Huafang Gao, Ph.D. Professor, Director of Human Genetic Resource Center of National Research Institute for Health and Family Planning, Executive director of National Center for Human Genetic Resources. Vice-chairman of clinical data and biological sample bank Committee of Chinese Research Hospital Association, Vice-chairman of health management Committee of China Medicine Education Association. Prof. Gao has more than ten years experience in in vitro diagnostic reagents research and industry. He has developed a series of products for molecular diagnostics. Some of the products have been approved by CFDA and have been widely applied in clinical.

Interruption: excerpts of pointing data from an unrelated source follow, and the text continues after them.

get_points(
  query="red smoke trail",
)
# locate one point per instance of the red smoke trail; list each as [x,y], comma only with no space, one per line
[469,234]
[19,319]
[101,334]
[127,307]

Title: Precision Medicine Powered by Human Genetic Resources
A national service network for health screening in young women (Pregnancy Risk Assessment Monitoring Network) has been set up by National Research Institute for Health and Family Planning, there are more than ten million young women take part in the screening each year. National Center for Human Genetic Resources (NCHG) will be built and put into operation this year. A ten million scale national biobank will begin to collect a large number of biological samples from research hospitals. So a national level big data center is taking shape in NCHG. The big data will be useful for precision medicine and medical AI research.